Once FSLAB goes live, Holden said each underlying advice firm would likely seek their own Financial Advice Provider (FAP) licence rather than operating under a single Milestone legal stamp of approval.
He said the single FAP model would probably be too prescriptive for the disparate firms in the Milestone group.
“But if we’re able to have a principles-based FAP then we might have a single licence – it depends on how the Financial Markets Authority (FMA) views it,” Holden said. “We’ve left all [licensing] options open.”
He said Milestone had fielded a number of enquiries from advisers over the last week. Holden estimated the number of Milestone member firms could easily reach 11 before FSLAB goes live.
In a statement last week, Commerce Minister Kris Faafoi, said FSLAB transitional licensing should open up by the end of this year before the new advice regime comes into “effect in the first half of 2020”.

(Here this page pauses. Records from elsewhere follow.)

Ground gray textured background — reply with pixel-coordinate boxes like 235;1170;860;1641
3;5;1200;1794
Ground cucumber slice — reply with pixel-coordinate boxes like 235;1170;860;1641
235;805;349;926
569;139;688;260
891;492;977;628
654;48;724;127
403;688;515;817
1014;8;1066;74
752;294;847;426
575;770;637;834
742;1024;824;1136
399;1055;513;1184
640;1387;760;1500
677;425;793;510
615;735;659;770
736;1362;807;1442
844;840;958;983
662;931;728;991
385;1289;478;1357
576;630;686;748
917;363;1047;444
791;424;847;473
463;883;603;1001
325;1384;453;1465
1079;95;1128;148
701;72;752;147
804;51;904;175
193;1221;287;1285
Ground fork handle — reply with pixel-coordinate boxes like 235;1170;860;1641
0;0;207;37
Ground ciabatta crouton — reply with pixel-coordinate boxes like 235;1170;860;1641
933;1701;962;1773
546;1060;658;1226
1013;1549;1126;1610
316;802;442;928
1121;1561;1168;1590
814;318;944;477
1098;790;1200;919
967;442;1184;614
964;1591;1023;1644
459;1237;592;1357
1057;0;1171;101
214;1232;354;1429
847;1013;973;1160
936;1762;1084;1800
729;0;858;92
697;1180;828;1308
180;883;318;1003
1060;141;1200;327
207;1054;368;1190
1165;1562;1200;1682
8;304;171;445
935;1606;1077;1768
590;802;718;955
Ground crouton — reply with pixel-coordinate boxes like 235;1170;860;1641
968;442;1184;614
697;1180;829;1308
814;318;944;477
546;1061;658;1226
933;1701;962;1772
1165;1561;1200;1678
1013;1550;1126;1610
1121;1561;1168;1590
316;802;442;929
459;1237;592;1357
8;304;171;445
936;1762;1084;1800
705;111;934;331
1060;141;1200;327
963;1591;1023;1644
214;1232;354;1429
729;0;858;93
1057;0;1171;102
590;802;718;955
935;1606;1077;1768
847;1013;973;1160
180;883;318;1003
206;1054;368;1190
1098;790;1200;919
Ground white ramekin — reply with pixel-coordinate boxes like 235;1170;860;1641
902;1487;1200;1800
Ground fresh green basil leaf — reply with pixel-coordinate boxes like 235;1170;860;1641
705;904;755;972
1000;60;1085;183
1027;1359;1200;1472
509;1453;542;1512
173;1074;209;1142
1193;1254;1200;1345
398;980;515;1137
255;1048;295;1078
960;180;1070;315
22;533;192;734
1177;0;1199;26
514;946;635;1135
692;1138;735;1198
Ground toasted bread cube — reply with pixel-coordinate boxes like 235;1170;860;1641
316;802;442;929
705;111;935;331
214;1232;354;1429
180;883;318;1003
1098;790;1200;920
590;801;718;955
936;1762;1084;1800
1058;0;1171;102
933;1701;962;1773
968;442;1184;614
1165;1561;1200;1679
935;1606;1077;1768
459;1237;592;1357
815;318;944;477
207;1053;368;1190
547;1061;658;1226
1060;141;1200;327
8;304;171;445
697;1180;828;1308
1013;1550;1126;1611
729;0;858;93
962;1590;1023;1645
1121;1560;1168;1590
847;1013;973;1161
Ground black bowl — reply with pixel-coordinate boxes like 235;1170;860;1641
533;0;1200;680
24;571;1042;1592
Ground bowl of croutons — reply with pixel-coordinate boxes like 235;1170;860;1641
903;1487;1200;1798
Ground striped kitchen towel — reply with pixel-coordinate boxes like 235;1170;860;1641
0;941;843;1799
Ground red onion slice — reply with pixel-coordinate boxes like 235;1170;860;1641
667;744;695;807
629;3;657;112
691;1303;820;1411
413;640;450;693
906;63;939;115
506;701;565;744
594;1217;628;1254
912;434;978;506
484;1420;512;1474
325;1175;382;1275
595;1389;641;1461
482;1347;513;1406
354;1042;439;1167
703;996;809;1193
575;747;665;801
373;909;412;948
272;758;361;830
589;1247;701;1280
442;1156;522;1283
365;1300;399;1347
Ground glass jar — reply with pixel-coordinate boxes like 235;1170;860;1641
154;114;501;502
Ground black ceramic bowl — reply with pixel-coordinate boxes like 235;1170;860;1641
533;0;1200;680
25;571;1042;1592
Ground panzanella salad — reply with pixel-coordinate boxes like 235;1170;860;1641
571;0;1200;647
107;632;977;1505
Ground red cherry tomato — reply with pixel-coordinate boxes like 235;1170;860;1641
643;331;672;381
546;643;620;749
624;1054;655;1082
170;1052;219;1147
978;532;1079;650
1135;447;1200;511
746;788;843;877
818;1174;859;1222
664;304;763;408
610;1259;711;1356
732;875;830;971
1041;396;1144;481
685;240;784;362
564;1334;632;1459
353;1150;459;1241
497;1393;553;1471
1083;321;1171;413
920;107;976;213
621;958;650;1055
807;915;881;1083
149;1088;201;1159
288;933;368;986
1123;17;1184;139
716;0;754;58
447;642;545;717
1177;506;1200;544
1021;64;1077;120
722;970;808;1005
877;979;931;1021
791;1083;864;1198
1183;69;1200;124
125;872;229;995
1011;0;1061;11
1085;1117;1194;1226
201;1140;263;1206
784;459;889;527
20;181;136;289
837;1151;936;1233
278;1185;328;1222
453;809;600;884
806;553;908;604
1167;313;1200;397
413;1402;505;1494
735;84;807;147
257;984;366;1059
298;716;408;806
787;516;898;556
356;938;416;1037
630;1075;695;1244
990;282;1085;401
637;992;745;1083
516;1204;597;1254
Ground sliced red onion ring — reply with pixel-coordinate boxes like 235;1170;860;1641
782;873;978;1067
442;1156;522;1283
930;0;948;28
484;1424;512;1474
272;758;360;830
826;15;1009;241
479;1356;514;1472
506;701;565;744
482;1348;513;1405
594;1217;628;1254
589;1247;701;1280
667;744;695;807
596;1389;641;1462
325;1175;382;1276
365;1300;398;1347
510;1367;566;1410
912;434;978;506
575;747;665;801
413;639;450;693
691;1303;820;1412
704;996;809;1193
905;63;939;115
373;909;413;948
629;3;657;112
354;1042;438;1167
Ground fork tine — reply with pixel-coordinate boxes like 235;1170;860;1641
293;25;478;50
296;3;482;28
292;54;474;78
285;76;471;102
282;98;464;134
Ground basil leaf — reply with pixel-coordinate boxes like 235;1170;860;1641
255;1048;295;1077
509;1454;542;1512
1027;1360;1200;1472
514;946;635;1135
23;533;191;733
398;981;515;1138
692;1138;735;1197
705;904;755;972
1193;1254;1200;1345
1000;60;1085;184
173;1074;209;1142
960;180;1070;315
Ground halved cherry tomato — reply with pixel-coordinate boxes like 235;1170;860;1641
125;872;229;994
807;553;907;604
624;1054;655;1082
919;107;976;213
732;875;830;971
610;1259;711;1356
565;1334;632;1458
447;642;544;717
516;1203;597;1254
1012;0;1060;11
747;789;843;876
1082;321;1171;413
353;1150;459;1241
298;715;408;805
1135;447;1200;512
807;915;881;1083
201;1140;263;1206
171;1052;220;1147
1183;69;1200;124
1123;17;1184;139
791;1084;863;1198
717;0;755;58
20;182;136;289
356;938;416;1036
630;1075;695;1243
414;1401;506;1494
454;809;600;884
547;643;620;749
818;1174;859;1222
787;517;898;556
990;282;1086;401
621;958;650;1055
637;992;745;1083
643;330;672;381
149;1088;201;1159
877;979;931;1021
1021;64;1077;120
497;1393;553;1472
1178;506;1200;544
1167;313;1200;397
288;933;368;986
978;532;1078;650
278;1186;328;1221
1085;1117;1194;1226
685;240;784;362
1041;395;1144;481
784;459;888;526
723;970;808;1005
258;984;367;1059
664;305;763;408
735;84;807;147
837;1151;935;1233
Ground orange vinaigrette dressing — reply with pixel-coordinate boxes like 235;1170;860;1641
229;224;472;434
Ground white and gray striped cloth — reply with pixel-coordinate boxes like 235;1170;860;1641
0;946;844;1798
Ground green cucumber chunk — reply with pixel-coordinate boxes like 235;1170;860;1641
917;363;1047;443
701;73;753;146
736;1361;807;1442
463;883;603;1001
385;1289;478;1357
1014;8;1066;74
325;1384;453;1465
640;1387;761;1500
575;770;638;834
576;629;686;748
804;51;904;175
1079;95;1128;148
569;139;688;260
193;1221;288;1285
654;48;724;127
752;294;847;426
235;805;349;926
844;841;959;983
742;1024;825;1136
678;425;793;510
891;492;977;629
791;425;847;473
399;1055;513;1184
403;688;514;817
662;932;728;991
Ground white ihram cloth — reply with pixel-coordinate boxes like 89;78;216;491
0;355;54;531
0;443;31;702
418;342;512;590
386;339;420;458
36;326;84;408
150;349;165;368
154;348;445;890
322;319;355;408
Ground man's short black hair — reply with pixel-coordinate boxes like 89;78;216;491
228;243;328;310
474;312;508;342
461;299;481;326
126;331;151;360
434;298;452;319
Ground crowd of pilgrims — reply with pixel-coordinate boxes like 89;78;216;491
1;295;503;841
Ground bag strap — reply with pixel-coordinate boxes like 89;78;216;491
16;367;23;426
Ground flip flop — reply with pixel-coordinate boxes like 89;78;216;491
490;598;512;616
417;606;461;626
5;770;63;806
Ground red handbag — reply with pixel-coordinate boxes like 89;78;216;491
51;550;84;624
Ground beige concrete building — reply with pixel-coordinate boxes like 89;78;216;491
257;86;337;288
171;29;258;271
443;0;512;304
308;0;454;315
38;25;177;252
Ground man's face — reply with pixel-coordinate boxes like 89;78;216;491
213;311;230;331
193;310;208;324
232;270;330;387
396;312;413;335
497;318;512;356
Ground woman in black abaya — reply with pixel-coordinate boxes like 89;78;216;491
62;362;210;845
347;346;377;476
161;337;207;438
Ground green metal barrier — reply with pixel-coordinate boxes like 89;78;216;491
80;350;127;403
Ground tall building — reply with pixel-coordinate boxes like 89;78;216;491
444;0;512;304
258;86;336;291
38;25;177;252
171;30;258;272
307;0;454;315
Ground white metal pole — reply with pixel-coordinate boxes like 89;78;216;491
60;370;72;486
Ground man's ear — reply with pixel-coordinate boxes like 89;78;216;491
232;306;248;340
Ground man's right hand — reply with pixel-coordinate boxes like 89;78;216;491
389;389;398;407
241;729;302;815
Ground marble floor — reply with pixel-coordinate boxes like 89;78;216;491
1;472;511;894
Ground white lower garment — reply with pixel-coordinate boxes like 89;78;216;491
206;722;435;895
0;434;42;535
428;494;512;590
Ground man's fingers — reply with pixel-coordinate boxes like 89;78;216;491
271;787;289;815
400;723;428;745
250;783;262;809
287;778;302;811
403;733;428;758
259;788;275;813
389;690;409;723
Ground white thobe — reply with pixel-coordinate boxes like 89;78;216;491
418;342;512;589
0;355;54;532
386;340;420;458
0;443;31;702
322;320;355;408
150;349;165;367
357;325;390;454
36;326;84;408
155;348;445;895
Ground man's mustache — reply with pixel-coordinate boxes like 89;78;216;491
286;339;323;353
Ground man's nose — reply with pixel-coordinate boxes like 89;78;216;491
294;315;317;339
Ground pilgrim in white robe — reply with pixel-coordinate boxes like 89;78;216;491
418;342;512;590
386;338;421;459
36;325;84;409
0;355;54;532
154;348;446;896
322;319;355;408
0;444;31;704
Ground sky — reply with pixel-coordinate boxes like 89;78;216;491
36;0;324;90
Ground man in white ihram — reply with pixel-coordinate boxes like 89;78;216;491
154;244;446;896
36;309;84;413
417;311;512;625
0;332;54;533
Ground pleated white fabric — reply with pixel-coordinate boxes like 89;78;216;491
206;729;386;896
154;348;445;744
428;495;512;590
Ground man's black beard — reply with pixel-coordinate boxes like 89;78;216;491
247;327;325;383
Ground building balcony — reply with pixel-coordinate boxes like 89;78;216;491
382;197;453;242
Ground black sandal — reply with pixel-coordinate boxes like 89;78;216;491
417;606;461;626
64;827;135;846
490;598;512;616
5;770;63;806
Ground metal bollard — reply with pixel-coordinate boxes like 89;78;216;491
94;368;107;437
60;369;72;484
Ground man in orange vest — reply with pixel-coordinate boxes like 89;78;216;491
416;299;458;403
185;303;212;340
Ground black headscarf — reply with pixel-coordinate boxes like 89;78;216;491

The Ministry of Business, Innovation and Employment (MBIE) estimates about 2,240 FAPs – the basic legal unit of the new regime – would ultimately form, representing 8,000 ‘financial advisers’ and 21,500 ‘nominated representatives’. Financial advisers must be registered to provide advice while nominated representatives (NRs) have no formal regulatory registration requirements under the incoming law. However, FAPs will be legally responsible for any NRs they employ.
In the only major last-minute change to FSLAB, Faafoi inserted a requirement in a supplementary order paper (SOP) limiting NRs and advisers to work for just one FAP (with some minor exceptions).
The anti multi-FAP clause was intended to pre-empt confusion over liability if “something went wrong”, Faafoi says in a cabinet paper explaining the SOP.
During the FSLAB house committee debate late in March, Faafoi said the FAP SOP top-up was thanks to “Nick Stewart, who is a financial adviser out of the Hawke’s Bay who alerted us to the issue, amongst others, and was quite forthright in his advocacy for us to do something about that within this piece of legislation”.